Therefore, if the coefficient is given the ***
sign, this means that this coefficient is statistically significant at the 0.1% significance level;
if it is given **
, this coefficient is statistically significant at the 1% significance level (but not statistically significant at the 0.1% significance level);
if it is given *
, this coefficient is statistically significant at the 5% significance level (but not at the 1% significance level); and
if it is not given any stars, the coefficient is not statistically significant at the 5% or lower significance levels.

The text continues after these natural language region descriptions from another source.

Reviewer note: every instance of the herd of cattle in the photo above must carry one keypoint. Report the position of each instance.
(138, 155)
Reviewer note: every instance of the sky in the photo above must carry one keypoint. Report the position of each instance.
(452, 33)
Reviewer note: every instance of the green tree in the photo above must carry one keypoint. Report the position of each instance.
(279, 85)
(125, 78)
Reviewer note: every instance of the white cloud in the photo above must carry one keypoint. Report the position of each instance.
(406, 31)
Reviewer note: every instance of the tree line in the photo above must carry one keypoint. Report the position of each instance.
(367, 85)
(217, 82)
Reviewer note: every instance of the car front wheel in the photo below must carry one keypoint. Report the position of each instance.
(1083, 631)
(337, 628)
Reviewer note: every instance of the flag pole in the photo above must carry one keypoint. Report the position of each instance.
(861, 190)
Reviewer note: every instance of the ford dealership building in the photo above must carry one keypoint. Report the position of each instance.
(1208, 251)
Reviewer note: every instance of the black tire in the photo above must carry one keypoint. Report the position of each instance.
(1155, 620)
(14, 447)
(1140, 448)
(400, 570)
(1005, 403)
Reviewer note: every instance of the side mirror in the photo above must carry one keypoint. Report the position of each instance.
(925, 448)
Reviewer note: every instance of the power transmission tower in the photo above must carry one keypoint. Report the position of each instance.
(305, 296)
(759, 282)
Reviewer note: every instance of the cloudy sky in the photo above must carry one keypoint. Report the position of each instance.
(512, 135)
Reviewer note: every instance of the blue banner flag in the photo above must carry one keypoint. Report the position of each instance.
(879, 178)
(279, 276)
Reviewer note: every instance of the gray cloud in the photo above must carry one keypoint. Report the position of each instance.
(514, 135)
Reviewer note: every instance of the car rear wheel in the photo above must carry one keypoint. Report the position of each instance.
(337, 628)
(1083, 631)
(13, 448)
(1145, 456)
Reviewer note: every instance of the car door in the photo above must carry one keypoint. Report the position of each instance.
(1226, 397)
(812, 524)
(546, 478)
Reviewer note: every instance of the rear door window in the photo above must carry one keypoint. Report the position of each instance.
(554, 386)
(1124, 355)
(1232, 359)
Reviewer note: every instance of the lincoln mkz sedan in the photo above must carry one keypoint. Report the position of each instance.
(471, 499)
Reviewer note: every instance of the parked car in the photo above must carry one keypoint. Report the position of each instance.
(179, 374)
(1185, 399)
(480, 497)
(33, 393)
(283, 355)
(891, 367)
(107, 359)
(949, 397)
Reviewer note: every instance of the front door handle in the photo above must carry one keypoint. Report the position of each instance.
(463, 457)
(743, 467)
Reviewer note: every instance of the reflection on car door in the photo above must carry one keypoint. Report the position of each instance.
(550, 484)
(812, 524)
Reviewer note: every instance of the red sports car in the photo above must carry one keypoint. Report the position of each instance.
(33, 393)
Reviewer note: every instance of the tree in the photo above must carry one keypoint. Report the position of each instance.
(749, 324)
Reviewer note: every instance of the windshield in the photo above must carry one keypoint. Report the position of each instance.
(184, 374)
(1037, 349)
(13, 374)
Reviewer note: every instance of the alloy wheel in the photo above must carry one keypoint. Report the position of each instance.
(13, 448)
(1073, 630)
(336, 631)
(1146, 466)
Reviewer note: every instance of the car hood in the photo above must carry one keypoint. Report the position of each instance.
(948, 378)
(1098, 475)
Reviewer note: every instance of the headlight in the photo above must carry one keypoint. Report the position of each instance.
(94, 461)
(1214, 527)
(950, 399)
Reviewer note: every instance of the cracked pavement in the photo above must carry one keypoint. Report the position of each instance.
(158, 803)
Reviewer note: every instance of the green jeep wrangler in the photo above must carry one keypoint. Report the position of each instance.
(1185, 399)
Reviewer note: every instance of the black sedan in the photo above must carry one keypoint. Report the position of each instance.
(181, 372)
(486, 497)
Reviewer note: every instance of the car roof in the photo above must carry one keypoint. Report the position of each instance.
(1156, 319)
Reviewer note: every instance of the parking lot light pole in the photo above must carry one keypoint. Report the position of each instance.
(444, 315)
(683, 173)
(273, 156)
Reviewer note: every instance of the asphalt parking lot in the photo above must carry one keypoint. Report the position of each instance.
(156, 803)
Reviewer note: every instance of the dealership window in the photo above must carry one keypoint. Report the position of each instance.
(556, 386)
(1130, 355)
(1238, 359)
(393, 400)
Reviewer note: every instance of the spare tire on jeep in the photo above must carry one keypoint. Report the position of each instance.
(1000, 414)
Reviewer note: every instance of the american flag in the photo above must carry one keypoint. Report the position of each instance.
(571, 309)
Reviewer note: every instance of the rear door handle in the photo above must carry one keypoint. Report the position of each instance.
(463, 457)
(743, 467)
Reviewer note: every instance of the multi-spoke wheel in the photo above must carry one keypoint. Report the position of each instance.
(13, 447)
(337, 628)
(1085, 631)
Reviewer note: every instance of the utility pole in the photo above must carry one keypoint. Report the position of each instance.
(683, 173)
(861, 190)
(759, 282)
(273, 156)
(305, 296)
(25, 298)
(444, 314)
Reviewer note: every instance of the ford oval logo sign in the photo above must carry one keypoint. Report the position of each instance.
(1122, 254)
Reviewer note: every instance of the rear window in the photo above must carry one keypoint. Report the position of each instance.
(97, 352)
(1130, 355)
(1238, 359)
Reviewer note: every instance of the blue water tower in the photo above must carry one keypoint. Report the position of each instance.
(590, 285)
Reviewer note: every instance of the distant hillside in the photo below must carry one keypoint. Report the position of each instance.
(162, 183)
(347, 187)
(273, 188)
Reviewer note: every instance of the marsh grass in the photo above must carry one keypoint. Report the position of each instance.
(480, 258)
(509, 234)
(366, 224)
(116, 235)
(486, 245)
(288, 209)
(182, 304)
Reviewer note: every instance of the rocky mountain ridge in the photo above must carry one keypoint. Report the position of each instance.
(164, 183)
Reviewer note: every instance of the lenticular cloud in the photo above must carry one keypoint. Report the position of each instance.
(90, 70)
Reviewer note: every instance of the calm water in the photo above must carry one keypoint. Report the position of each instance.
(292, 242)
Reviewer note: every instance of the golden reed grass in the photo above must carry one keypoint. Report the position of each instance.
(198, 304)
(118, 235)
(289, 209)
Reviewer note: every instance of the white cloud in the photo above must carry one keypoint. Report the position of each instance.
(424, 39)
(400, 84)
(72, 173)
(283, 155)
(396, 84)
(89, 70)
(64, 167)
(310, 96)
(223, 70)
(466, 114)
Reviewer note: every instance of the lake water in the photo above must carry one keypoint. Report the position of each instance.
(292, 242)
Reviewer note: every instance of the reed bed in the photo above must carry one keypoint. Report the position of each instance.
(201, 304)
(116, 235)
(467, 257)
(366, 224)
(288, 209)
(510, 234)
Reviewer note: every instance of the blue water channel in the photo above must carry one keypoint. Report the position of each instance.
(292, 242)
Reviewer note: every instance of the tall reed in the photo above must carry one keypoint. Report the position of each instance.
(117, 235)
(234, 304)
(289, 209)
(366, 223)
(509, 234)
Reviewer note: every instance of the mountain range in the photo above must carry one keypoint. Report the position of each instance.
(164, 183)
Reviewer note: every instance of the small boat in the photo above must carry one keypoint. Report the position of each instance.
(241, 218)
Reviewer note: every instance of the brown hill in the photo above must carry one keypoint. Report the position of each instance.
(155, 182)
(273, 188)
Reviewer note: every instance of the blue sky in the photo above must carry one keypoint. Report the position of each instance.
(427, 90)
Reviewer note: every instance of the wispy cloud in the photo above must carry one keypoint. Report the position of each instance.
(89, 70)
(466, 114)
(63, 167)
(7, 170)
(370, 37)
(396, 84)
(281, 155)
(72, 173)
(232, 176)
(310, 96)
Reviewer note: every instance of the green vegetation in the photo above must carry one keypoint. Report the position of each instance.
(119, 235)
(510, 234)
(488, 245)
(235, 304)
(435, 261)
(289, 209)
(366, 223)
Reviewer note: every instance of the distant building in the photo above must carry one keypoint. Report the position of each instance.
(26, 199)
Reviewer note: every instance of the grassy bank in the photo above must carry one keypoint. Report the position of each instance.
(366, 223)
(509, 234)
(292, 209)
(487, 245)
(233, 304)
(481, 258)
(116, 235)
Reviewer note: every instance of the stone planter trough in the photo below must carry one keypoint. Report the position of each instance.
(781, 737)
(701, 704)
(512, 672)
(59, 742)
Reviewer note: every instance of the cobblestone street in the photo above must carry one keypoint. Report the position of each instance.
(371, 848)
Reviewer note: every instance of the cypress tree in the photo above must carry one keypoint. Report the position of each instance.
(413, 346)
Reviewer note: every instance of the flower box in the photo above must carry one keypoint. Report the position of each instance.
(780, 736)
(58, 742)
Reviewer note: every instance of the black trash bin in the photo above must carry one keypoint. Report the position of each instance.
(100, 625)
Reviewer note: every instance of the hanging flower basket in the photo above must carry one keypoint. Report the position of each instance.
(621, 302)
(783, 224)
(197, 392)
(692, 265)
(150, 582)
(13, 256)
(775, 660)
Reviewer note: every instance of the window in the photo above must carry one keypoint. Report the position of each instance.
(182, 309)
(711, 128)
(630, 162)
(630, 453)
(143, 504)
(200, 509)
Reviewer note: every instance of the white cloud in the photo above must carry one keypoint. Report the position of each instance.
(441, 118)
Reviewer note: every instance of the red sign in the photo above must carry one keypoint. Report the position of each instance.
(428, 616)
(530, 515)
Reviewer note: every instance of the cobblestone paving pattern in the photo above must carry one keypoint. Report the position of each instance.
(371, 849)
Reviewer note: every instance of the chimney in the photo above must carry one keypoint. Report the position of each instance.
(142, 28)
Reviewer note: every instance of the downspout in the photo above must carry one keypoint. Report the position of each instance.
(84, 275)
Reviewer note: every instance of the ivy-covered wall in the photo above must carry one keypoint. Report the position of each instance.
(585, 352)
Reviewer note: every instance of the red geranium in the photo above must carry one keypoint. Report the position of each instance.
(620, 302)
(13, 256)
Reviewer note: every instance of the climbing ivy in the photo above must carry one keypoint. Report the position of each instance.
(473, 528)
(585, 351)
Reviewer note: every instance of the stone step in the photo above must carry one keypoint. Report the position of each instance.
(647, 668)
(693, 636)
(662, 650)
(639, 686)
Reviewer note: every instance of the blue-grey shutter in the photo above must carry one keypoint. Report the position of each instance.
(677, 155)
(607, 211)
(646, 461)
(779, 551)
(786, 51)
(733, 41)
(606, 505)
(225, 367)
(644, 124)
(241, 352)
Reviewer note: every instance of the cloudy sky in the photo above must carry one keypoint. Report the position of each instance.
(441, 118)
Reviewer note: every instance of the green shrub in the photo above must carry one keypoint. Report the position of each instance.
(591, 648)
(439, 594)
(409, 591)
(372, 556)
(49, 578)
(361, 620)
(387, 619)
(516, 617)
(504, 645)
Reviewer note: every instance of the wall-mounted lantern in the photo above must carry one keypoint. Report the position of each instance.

In the example above, all coefficients except for union_dTRUE
are given ***
, indicating that these coefficients are statistically significant at the 0.1% significance level. There is no star sign given to union_dTRUE
, suggesting that this coefficient is not statistically significant even at the 5% significance level, the highest significance level reported in this table.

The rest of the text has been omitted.